September 5th, 2006Internet Explorer 6 was released in 2001. Now 5 years later we are finally getting a new release with corrections for rendering bugs among other changes. I believe the fact that we have waited so long for a fresh release has been both good and bad.
It has been good since we have not had to continually adapt to a new release while attempting to cope with bugs in older versions. IE6 has become the devil we know. Those of us who have developed websites the past 5 years are intimately familiar with the quirks of IE6. You can even view a list of known bugs with suggested workarounds to help you resolve those difficult problems. This content has been collected over time based on experiments done by independent web developers. Occasionally Microsoft has helped develop workarounds with organizations like WaSP.
It has also been good because a considerable amount of common ground between IE6, Firefox and Safari has been fostered. With IE6 accounting for the strong majority of user traffic on the web, website developers focused on using features supported by that dominant browser. As Netscape melted away and Firefox grew out of Mozilla, those commonly used features were given a priority over unsupported and obscure CSS features. Today most sites look identical in IE6, Firefox and Mozilla. That is no accident. The fact that IE6 has stood still so long has allowed Firefox and Safari to match and exceed the support that IE6 has provided. Now we have more common ground than would have been possible if IE was a moving target the past 5 years.
Ironically, IE6 has had strong Javascript/DOM support, including a proprietary ActiveX control called XmlHttpRequest which has recently become an "innovative" feature which is central to the buzz which has become known as Web 2.0. When the value of this ActiveX object became apparent support for it in Firefox and Safari took off. These browsers were able to leverage this proprietary IE6 feature. As a part of making IE7 more secure, this XmlHttpRequest object is now a Javascript object instead of an ActiveX control. It should continue to work as it did before but to ensure it does, I always use a wrapper like the Prototype Javascript Framework which handles such messy details for me.

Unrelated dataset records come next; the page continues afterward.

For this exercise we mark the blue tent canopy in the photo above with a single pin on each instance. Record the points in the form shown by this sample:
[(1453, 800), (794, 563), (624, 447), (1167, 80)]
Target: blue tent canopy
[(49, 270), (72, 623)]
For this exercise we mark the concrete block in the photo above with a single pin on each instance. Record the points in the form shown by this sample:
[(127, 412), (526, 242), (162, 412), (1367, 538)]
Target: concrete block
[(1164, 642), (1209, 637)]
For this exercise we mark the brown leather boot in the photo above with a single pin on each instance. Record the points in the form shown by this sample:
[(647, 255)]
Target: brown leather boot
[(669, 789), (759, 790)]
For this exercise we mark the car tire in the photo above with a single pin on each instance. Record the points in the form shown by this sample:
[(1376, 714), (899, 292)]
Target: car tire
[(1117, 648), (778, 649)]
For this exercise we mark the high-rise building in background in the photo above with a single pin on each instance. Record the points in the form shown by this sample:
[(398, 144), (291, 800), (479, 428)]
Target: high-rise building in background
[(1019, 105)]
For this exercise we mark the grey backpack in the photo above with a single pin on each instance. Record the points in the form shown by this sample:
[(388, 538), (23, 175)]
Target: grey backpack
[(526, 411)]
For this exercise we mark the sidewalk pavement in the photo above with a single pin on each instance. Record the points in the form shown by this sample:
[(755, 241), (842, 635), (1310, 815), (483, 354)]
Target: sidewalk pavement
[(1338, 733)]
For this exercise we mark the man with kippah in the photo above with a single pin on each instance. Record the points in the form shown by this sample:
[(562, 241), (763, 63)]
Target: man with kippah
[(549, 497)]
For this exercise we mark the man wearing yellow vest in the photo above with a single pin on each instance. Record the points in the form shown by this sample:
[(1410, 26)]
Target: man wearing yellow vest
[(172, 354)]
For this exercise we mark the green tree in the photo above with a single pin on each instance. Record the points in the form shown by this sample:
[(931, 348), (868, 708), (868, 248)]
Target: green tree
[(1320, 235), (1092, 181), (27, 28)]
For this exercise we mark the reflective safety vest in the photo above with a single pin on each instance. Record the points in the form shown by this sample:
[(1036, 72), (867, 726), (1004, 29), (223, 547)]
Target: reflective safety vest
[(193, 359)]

The bad part of having to wait so long for the dominant browser to support modern standards is that you must really push the limits of what that browser can do and then work within those limits. What is planned and not fully implemented for CSS2 and CSS3 will give us some of what is taken for granted in other media formats, such as print. A simple feature like multiple columns would make content so much more readable.
It is also frustrating to be forced to cope with rendering bugs for so long. I have attempted to employ clever CSS techniques to achieve powerful user interface enhancements but have had to scale back those efforts when I discovered Internet Explorer had a bug specific to the technique I was attempting. I am glad that many of the bugs I have experienced are going away with IE7. Unfortunately we know the scope of IE7 did not include everything we know is broken in IE6, so we have more waiting to do.
At least seems that IE7 is heading in the right direction and I hope IE6 is soon a distant memory.